10 minute read 1974 words
Stage 2 AI future of work

Rachel Martinez stared at the recommendation on her screen for the third time. The AI had suggested—no, strongly recommended—that she reassign Tom from the development team to customer success. The reasoning was laid out in perfect logic: his communication scores were in the 95th percentile, his empathy metrics were off the charts, and customer satisfaction increased 23% whenever he handled escalations. But Tom was her best developer.

“Hey Rach, you wanted to see me?” Tom knocked on her office door—yes, she still had an office, even though the company’s AI, Newton, had suggested four times that open floor plans increased collaboration by 34%.

“Come in, Tom. Newton has some interesting data about your performance.”

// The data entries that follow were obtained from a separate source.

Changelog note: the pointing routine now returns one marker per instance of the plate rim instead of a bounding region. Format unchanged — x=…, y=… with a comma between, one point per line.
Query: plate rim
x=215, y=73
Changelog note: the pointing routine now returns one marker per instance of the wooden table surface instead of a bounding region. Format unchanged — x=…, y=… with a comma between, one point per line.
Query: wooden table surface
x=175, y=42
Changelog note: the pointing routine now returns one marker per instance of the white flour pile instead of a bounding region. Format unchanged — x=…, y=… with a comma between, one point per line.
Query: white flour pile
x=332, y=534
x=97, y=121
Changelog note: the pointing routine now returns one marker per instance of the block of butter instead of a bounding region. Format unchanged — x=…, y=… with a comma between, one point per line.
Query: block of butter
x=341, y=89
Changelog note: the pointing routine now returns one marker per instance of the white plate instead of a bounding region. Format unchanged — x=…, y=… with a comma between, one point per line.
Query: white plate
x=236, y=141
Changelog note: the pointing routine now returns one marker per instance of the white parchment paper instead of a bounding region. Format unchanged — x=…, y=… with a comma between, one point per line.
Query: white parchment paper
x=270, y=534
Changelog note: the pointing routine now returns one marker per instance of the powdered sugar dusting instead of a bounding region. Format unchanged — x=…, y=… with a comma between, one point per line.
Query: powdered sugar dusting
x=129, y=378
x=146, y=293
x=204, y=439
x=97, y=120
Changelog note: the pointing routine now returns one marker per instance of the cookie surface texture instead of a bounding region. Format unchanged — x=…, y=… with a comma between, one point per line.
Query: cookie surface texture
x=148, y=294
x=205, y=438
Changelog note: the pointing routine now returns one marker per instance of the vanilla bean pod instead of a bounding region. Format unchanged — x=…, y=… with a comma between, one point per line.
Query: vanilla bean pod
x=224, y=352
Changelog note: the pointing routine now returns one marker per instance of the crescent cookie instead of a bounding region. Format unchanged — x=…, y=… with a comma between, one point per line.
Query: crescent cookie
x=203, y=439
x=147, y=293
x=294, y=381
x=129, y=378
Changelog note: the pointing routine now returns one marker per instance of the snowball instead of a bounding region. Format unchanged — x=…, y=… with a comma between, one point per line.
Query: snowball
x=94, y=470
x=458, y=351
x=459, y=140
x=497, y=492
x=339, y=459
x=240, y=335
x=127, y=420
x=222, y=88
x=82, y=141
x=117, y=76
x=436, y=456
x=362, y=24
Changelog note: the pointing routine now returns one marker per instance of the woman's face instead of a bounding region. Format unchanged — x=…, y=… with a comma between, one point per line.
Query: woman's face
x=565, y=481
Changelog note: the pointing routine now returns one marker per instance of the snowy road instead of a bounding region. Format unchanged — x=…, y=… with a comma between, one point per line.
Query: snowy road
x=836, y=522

Tom’s face fell. “Am I being replaced by an AI?”

“No, no. Actually, the opposite. Newton thinks you’re being underutilized. It wants to move you to customer success.”

“But I’m a developer.”

“I know. That’s what I told Newton. But look at these metrics.” Rachel turned her screen, showing the elaborate visualization Newton had created. Every customer interaction Tom had ever had was analyzed, sentiment-scored, and outcome-tracked. The data was undeniable.

Tom studied the screen. “I do enjoy helping customers when they’re stuck. But I became a developer because I love coding.”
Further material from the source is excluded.